Getting Started

This page outlines the most commonly used command-line options for using PySceneDetect.

Usage (Command Line)

Show help information and summary of command-line arguments:

scenedetect --help

Perform content-aware scene detection on a video my_video.mp4 (example), and display a list of detected scenes:

scenedetect -i my_video.mp4 -d content -t 30

Same as above, but also split the input video into individual clips (starting from output_scene-001.mkv):

scenedetect -i my_video.mp4 -d content -t 30 -o output_scene.mkv

In order to effectively use PySceneDetect, you should become familiar with the basic command line options described below - especially the scene detection method/algorithm (-d / --detector) and the threshold/sensitivity value (-t / --threshold). These are described in the following section with respect to each detection method (content and threshold). Note that descriptions for all command-line arguments, as well as their default values, can be obtained by running PySceneDetect with the -h / --help flag.

Detection Methods

There are two main detection methods PySceneDetect uses: threshold (comparing each frame to a set black level, useful for detecting cuts and fades to/from black), and content (compares each frame sequentially looking for changes in content, useful for detecting fast cuts between video scenes, although slower to process). Each mode has slightly different parameters, and is described in detail below.

In general, use threshold mode if you want to detect scene boundaries using fades/cuts in/out to black. If the video uses a lot of fast cuts between content, and has no well-defined scene boundaries, you should use the content mode. Once you know what detection mode to use, you can try the parameters recommended below, or generate a statistics file (using the -s / --statsfile flag) in order to determine the correct paramters - specifically, the proper threshold value.

Content-Aware Detection Mode

Unlike threshold mode, content-aware mode looks at the difference between each pair of adjacent frames, triggering a scene break when this difference exceeds the threshold value. A good threshold value to try when using content-aware mode (-d content) is 30 (-t 30), for example:

scenedetect -i my_video.mp4 -d content -t 30

The optimal threshold can be determined by generating a statsfile (-s), opening it with a spreadsheet editor (e.g. Excel), and examining the delta_hsv_avg column. This value should be very small between similar frames, and grow large when a big change in content is noticed (look at the values near frame numbers/times where you know a scene change occurs). The threshold value should be set so that most scenes fall below the threshold value, and scenes where changes occur should exceed the threshold value (thus triggering a scene change).

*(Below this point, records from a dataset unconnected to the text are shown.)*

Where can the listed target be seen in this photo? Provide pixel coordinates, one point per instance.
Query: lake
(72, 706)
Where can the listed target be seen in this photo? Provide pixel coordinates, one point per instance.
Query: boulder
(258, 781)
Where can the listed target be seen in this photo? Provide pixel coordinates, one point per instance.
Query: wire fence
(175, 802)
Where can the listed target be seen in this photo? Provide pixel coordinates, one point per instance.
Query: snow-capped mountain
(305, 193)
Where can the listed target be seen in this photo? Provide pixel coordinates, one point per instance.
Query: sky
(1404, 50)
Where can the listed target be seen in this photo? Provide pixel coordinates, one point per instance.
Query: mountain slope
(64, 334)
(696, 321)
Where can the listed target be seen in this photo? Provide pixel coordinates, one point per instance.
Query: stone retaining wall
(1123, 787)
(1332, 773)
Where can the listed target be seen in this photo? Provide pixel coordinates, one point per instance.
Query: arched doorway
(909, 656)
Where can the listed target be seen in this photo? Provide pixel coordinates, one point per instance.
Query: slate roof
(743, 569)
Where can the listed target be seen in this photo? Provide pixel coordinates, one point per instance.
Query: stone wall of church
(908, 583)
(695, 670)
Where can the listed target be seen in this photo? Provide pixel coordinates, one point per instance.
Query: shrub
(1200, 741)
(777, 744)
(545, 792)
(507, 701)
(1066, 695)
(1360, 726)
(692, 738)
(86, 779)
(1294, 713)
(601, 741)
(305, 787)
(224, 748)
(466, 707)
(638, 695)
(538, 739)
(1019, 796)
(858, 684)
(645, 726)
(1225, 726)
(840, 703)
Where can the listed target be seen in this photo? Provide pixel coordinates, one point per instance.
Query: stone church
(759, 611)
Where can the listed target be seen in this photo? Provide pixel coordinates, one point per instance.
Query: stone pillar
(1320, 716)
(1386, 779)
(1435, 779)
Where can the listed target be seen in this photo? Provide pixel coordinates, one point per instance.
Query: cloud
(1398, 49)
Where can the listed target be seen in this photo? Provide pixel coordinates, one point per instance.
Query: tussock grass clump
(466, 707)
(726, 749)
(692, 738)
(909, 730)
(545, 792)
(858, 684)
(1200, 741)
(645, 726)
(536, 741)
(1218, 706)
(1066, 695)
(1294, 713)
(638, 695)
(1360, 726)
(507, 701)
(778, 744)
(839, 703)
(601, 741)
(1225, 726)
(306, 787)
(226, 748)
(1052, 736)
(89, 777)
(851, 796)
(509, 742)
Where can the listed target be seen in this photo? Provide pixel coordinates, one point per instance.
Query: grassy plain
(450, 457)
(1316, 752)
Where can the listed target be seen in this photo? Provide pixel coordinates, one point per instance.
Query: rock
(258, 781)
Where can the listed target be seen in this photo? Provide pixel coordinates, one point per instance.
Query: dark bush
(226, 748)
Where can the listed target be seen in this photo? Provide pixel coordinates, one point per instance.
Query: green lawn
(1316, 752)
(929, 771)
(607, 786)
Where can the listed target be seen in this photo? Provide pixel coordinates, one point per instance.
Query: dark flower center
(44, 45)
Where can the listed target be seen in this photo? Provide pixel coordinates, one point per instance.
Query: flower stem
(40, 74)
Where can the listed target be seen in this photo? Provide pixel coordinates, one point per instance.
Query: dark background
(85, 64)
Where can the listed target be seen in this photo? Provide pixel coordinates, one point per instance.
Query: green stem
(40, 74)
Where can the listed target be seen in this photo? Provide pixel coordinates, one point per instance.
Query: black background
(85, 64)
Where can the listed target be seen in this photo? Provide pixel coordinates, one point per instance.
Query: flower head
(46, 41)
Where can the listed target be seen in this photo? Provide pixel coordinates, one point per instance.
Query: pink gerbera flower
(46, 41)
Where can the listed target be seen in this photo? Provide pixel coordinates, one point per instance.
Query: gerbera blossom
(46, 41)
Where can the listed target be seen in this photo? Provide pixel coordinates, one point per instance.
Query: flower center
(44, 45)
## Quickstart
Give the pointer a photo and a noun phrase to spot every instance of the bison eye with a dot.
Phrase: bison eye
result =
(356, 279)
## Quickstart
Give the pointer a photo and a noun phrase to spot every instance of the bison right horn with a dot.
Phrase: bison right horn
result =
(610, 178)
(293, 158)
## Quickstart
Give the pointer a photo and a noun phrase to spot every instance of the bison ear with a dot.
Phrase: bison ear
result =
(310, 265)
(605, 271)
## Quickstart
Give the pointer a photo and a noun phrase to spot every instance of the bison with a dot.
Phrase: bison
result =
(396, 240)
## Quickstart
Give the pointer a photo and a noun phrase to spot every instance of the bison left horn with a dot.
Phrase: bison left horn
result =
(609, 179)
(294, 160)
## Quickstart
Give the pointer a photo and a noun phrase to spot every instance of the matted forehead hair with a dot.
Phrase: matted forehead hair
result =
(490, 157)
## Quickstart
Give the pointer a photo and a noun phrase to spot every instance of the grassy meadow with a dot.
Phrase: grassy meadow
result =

Threshold-Based Detection Mode

Threshold-based mode is what most traditional scene detection programs use, which looks at the average intensity of the current frame, triggering a scene break when the intensity falls below the threshold (or crosses back upwards). A good threshold value to try when using threshold mode (-d threshold) is 12 (-t 12), with a minimum percentage of at least 90% (-m 0.9). Using values less than 8 may cause problems with some videos (especially those encoded at lower quality bitrates).

scenedetect -i my_video.mp4 -d threshold -t 12

The optimal threshold can be determined by generating a statsfile (-s), opening it with a spreadsheet editor (e.g. Excel), and examining the avg_rgb column. These values represent the average intensity of the pixels for that particular frame (taken by averaging the R, G, and B values over the whole frame). The threshold value should be set so that the average intensity of most frames in content scenes lie above the threshold value, and scenes where scene changes/breaks occur should fall under the threshold value (thus triggering a scene change).

Seeking, Duration, and Setting Start/Stop Times

There are three command line options that control what portion of the video PySceneDetect processes - start time (-st), end time (-et), and duration (-dt). Specifying both end time and duration is redundant, and in this case, duration overrides end time. Timecodes can be given in three formats: exact frame number (e.g. 12345), number of seconds followed by s (e.g. 123s, 123.45s), or standard format (HH:MM:SS[.nnn], e.g. 12:34:56, 12:34:56.789).

For example, let's say we have a video shot at 30 FPS, and want to analyze only the segment from the 5 to the 6.5 minute mark in the video (we want to analyze the 90 seconds, or 2700 frames, between 00:05:00 and 00:06:30). The following commands are all equivalent in this regard:

scenedetect -i my_video.mp4 -st 00:05:00 -et 00:06:30
scenedetect -i my_video.mp4 -st 300s -et 390s
scenedetect -i my_video.mp4 -st 300s -dt 90s
scenedetect -i my_video.mp4 -st 300s -dt 2700
scenedetect -i my_video.mp4 -st 9000 -et 99:99:99.999 -dt 2700

This demonstrates the different timecode formats, interchanging end time with duration and vice-versa, and precedence of setting duration over end time.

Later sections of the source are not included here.